Peter Thiel explains why monopolies are not always bad

Peter Thiel is famous for telling founders to aim for monopoly if they want to build a world-changing company.

In the clip below, he makes his argument for why monopolies aren’t always bad:

“I think they become bad in a static world, where a monopoly is just a tax or toll collector… I think in a dynamic world, you’re not creating artificial scarcity. So when Apple invents a smartphone that works, that’s not restricting supply—it’s creating new supply where none existed.”

Current laws seem to reflect this: there are anti-trust laws to stop bad monopolies and copyright/intellectual property laws to encourage good monopolies.

He continues:

“If you told me there was a monopoly that was going to stop all innovation and squash everybody for the next 100 years, that’s probably a pretty unhealthy dynamic. But I think in practice, that has not been the case. People were worried about that with IBM in the 70s. Microsoft in the 90s. With the benefit of hindsight, these were probably the points at which the monopolies were eroding as a result of changing markets. For IBM it was the shift from hardware to software. For Microsoft it was desktop to internet.”

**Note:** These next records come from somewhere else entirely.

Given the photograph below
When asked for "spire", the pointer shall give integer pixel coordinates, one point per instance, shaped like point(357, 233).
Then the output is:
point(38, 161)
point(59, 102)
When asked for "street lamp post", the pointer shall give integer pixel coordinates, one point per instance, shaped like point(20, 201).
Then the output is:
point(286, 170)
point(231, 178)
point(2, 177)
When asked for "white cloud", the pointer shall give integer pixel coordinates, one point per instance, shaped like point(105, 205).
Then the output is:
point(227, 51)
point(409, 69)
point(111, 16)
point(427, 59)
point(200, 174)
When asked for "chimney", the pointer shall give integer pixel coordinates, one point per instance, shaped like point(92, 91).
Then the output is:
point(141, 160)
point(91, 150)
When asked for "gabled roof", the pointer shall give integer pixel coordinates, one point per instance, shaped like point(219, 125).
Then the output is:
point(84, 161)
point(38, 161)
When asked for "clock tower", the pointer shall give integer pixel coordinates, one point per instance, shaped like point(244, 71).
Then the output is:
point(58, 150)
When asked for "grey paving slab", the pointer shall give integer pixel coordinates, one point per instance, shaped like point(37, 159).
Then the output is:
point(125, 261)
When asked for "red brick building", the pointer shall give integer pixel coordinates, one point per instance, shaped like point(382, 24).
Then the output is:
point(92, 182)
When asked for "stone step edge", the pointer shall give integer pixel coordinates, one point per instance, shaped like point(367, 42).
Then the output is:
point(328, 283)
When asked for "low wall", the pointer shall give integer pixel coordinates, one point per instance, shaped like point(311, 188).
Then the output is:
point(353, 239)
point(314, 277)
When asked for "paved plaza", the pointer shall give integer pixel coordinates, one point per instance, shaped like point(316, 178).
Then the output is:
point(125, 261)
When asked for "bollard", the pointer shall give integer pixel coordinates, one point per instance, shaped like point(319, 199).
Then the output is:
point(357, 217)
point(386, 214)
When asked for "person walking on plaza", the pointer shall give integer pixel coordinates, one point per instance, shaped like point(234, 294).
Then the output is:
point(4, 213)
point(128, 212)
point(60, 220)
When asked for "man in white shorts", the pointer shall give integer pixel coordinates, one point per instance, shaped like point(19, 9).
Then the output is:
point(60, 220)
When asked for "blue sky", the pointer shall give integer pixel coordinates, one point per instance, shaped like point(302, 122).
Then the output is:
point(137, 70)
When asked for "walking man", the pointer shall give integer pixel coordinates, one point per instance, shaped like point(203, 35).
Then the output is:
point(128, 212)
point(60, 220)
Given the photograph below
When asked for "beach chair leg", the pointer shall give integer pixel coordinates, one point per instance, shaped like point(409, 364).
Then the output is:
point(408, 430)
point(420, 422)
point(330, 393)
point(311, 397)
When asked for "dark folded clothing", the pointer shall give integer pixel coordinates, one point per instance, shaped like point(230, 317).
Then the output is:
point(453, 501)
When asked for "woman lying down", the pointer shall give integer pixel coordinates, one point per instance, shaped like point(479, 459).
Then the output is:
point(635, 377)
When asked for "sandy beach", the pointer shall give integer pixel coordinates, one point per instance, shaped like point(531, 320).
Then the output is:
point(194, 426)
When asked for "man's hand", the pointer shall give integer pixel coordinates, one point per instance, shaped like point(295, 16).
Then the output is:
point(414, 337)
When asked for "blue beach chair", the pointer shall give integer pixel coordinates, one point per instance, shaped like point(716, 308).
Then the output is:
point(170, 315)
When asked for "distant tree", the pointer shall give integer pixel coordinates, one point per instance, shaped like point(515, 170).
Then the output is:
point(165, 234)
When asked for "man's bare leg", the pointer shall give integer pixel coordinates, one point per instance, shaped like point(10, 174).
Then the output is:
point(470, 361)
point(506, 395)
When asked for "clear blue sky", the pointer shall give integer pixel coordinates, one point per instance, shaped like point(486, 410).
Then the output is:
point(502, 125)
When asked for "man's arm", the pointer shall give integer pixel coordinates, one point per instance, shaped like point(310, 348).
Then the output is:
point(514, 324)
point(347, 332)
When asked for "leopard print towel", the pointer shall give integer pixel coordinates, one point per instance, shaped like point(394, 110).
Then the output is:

He goes on to argue that monopolies actually encourage innovation:

“I would be disturbed if you had a permanent monopoly, but most of the time they last for one or two decades. And I do think the existence of these monopolies encourages innovation. Why is so much capital being put into the software industry? And I think it is a policy problem that we don’t have enough capital flowing into other industries. It would be good if we had more innovation in clean tech, it’s just that the business models don’t work, and as a result, we’re going to have very slow innovation in that area.”